Se planteaba, en Portugal, el problema de la sucesión del viejo Rey, y por eso el Rey Enrique de Portugal había nombrado a cinco gobernadores que regirían su reinado a su fallecimiento y para que deliberasen cual iba a ser el nuevo soberano a su muerte. Entre los pretendientes estaba Felipe II.
Pero, el Papa de entonces, Gregorio XIII se sintió obligado a intervenir en este asunto, y mandó a un legado para “recoger las aspiraciones de los diversos pretendientes” y después poder tomar una decisión.

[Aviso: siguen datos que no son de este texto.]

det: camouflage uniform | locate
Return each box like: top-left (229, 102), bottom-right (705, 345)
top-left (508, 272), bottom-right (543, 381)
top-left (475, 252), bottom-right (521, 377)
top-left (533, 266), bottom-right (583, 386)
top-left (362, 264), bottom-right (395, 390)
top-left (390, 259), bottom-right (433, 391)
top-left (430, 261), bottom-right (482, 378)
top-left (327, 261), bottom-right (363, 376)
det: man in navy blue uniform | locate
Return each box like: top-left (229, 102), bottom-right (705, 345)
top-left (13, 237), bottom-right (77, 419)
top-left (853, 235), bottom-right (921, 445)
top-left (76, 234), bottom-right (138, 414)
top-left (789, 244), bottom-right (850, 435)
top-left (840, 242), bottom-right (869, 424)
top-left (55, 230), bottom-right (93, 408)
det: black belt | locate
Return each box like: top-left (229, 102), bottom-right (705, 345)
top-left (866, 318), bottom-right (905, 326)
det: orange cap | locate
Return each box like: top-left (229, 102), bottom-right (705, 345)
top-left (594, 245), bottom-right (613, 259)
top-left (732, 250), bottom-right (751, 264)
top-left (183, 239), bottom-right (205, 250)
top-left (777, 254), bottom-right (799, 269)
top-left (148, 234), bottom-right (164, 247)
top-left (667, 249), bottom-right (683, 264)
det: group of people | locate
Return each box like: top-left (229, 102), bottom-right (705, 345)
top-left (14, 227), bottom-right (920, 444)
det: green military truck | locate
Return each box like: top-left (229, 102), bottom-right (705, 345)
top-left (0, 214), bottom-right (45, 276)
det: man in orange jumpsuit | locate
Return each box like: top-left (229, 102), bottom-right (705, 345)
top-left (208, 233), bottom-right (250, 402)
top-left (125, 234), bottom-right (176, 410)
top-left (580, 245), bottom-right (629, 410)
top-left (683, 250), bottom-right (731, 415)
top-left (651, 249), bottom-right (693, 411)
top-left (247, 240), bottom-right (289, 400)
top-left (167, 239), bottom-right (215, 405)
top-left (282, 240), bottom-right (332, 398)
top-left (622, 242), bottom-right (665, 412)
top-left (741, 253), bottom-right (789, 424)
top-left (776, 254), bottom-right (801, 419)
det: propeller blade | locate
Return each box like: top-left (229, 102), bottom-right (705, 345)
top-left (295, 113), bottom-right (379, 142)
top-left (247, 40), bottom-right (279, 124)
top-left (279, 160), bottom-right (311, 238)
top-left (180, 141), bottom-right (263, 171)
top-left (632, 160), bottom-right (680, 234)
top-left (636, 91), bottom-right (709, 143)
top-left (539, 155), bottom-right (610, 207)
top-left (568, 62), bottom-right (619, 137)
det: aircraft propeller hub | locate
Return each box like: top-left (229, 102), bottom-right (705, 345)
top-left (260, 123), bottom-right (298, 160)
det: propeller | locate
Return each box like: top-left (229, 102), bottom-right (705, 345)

Para él, esta intervención representaba mucho ya que de esta forma se podía defender la paz en la Cristiandad ante el riesgo y el miedo de una perturbación repentina pero también era un medio de subrayar y de hacer prueba de “la importancia de la Iglesia como árbitro en los grandes conflictos de la Cristiandad”.
Pero esta intervención ofendió mucho a Felipe II que tenía que afrontar al Papa ya que con el hecho de poder arbitrar cuestionaba sus “mejores derechos”, lo que le ponía en muy difícil posición.
Además, el Papa iba hasta amenazar con retirar la ayuda económica, procedente del clero castellano, a la Monarquía.
De hecho, Felipe II se sintió muy agraviado y le hizo partícipe de sus agravios en una carta que le escribió al Papa.